On day two, we decided to go to the Elkhorn Unit and visit Roosevelt’s ranch. This is not as easy to find as you might imagine for a national park. First, you get on the interstate and head 23 miles back toward Montana. Get off at Beach, North Dakota at Exit 1, and head north. It is 27.4 miles to the turnoff on Blacktail Road. There is another road off Exit 23, but it is under construction and may be impassable. Ask at the Visitor Center for exact directions and to find if the road work is completed yet.
Trailhead into where Roosevelt's cabin and barn stood.
Roosevelt's cabin was just about 100 yards from this site on the Little Missouri River, about three quarters of a mile from the trailhead.

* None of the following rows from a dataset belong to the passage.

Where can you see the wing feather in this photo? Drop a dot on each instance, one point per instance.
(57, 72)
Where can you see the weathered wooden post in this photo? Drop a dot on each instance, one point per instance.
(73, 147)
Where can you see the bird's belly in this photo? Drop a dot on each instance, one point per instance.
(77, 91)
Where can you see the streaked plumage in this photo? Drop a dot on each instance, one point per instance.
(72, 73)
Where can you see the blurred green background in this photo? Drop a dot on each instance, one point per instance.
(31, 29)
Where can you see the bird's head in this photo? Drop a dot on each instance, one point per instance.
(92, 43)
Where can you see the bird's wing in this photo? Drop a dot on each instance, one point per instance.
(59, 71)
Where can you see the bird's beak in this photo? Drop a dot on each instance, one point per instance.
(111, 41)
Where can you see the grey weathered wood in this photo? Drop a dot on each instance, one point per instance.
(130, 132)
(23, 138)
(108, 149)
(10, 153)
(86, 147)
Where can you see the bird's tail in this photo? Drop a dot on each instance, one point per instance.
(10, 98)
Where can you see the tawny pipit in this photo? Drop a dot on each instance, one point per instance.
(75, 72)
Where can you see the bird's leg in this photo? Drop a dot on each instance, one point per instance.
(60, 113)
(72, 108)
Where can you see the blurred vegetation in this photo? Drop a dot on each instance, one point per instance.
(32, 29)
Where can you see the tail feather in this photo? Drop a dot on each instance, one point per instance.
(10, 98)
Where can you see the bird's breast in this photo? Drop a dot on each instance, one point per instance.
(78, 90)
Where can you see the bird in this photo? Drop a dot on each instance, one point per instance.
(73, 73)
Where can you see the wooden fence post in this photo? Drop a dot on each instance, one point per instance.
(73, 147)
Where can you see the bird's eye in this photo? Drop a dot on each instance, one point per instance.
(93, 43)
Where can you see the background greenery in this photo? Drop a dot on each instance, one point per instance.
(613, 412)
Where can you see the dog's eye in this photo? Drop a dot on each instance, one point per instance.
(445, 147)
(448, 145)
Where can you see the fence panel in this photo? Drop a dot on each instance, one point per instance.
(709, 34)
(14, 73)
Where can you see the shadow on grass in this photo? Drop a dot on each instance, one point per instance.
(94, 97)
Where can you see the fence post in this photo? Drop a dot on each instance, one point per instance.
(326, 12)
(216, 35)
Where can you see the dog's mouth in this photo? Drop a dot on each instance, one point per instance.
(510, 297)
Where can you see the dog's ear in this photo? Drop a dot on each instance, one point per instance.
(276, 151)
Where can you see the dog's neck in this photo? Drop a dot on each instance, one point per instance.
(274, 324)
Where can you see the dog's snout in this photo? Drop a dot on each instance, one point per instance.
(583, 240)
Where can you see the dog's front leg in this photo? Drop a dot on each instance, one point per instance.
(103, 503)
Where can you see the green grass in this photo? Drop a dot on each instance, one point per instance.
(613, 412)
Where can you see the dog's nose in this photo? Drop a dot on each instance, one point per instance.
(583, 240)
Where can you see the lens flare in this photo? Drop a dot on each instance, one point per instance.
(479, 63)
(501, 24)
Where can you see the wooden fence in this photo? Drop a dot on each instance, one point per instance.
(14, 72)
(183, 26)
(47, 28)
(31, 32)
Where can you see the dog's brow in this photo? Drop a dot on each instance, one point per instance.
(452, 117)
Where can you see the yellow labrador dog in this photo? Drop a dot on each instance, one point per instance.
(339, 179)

Roosevelt had another ranch, about 40 miles north of Elkhorn. If they rode hard, they could make it in a night (traveling at night was much cooler). There they would stay in the a cabin he named the Maltese Cross Cabin. This cabin has been moved to the Visitor Center at the south unit and is available for tours.
Rangers lead tours of the Maltese Cross Cabin throughout the day.

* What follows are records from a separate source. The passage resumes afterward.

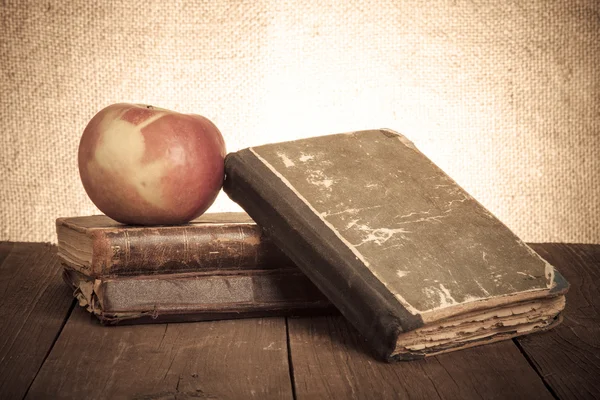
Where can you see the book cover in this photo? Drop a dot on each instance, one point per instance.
(100, 246)
(197, 296)
(414, 262)
(220, 265)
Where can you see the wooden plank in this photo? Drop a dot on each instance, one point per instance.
(220, 359)
(35, 303)
(5, 248)
(330, 360)
(568, 357)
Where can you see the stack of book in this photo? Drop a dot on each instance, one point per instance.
(220, 265)
(415, 263)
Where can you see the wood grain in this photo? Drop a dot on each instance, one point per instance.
(221, 359)
(568, 357)
(34, 305)
(330, 360)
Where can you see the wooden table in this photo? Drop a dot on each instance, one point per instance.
(51, 349)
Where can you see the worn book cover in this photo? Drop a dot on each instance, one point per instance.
(100, 246)
(409, 257)
(221, 265)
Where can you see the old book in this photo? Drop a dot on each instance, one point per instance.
(197, 296)
(416, 264)
(100, 246)
(220, 265)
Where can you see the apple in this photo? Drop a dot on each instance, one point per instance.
(145, 165)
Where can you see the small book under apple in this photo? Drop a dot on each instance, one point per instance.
(220, 265)
(414, 262)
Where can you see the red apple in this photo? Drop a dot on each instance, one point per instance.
(150, 166)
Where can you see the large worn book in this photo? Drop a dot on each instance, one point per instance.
(218, 266)
(415, 263)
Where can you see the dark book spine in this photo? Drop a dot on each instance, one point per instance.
(176, 249)
(318, 252)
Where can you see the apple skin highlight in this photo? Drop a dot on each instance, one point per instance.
(144, 165)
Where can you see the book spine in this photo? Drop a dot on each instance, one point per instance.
(183, 249)
(358, 295)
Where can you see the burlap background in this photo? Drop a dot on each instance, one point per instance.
(504, 96)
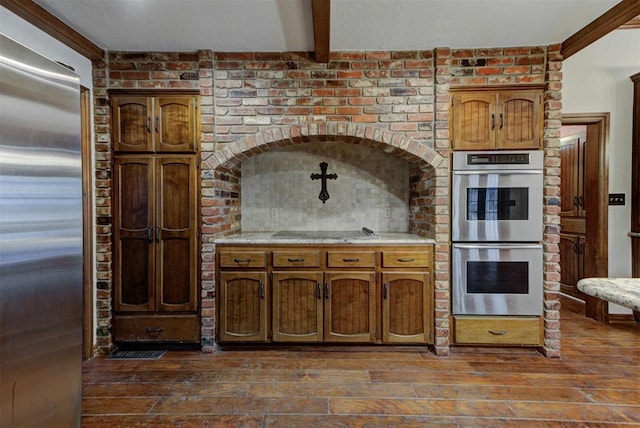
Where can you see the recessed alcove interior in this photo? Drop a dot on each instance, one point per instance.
(377, 186)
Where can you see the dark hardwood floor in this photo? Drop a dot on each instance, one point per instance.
(595, 384)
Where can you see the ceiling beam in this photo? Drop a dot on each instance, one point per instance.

On Sunday, we dropped into Dickinson to church and stopped at the TRNP Painted Canyon overlook and visitor center on our way back. This overlook is worth the stop, especially if it is a nice day. Rain chased us away after just a short visit but there is a trail that drops down into the canyon.

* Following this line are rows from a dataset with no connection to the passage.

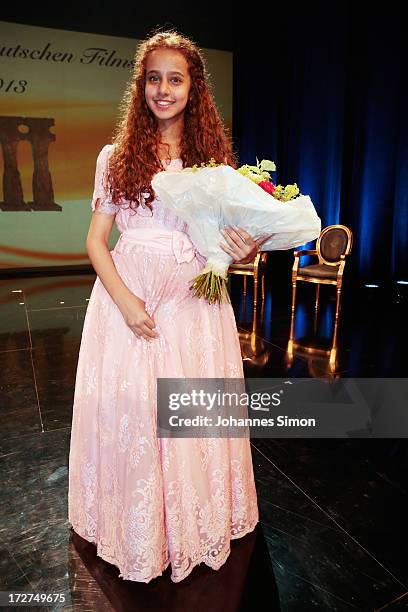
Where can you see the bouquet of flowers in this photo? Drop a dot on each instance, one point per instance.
(214, 195)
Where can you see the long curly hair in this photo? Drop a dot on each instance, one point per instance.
(134, 159)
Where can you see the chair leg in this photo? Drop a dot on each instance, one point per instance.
(317, 296)
(255, 289)
(316, 306)
(292, 318)
(338, 304)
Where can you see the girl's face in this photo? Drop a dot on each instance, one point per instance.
(167, 85)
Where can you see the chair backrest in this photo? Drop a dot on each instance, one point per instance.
(334, 241)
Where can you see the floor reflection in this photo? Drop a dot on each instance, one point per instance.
(333, 512)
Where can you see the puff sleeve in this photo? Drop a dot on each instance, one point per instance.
(100, 199)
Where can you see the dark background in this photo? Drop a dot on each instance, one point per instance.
(320, 88)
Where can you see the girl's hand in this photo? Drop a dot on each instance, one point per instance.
(136, 317)
(241, 246)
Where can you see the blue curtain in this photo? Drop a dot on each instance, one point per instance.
(321, 89)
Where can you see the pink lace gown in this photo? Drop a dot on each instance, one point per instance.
(146, 501)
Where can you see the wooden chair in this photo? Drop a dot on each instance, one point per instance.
(255, 269)
(332, 248)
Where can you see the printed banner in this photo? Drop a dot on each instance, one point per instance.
(60, 93)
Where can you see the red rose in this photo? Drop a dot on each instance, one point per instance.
(267, 186)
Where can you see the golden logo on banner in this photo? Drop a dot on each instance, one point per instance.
(35, 130)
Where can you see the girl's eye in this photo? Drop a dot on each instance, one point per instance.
(175, 79)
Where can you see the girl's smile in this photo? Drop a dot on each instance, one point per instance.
(167, 84)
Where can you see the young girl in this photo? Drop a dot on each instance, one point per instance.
(146, 501)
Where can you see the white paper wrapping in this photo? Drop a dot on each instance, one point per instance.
(211, 198)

We decided to go to the North Unit for a day visit instead of move our camp up there. The North Unit is about 70 miles away. Head east on I-90 to the exit for Highway 84 (about 18 miles from Medora). Head north and follow the signs. This is the home of the Bakken Oil Field that has been in the news so much. You will see oil wells just about everywhere you look.
The North Unit ranges in terrain from river bottoms to rugged badlands to rolling grasslands.
The North Unit is smaller than the South Unit and has only a tiny visitor information area (too small to call a visitor center). Juniper Campground is large though and they told us that it never fills. We drove through the campground and found it quite nice.
The North Unit has only one road, about 18 miles long. It is an in-and-out road, not a loop but we didn’t mind that. There are numerous pullouts and hikes along the way and River Bend Overlook offers excellent views of the Little Missouri River, and is reported to be the most photographed spot in the park. We found the North Unit every bit as interesting as the South Unit. There were plenty of bison, the hikes were fun and the crowds were non-existent.
Little Missouri Overlook.
Our final visit was to the petrified forest segment in the south section. To get there from Medora, get on I-90 heading west and get off on exit 23. Follow the road north for 6.2 miles and follow the signs. The hike in is about half a mile to a junction where you choose to go to the north or the south petrified forest. It was only another half mile to the north section and we had been told it was the better field to visit so we went left.
This was one of the largest intact pieces we could find.
Along the way we saw our first Bobolink and several Spotted Towhees. The petrified forest was about 60-80 acres in size. The petrified wood was so old that it was crumbling. Most of the pieces were fairly small when compared to other petrified forests we have seen. It was interesting, but not as pretty as the petrified wood of Petrified Forest National Park.
All the fine white pieces in the foreground are shards of petrified wood. This is truly an ancient forest.
If you cannot find a campsite at either Cottonwood or Medora, there are a couple more options. On our way back we stayed at the Buffalo Gap Campground, a Forest Service campground just eight miles west of Medora. It is a very nice campground and only costs $6/night. It has flush toilets and showers too!
The other option is a state park just east of Medora (get off at Medora and drive east through town). Head south just outside of town and go to the Sully Creek State Park.
We would love to go back to Theodore Roosevelt National Park. I would like to visit a little earlier in the spring when it is at its greenest and again in autumn when the elk are rutting and fall colors are starting. We hope to see you there!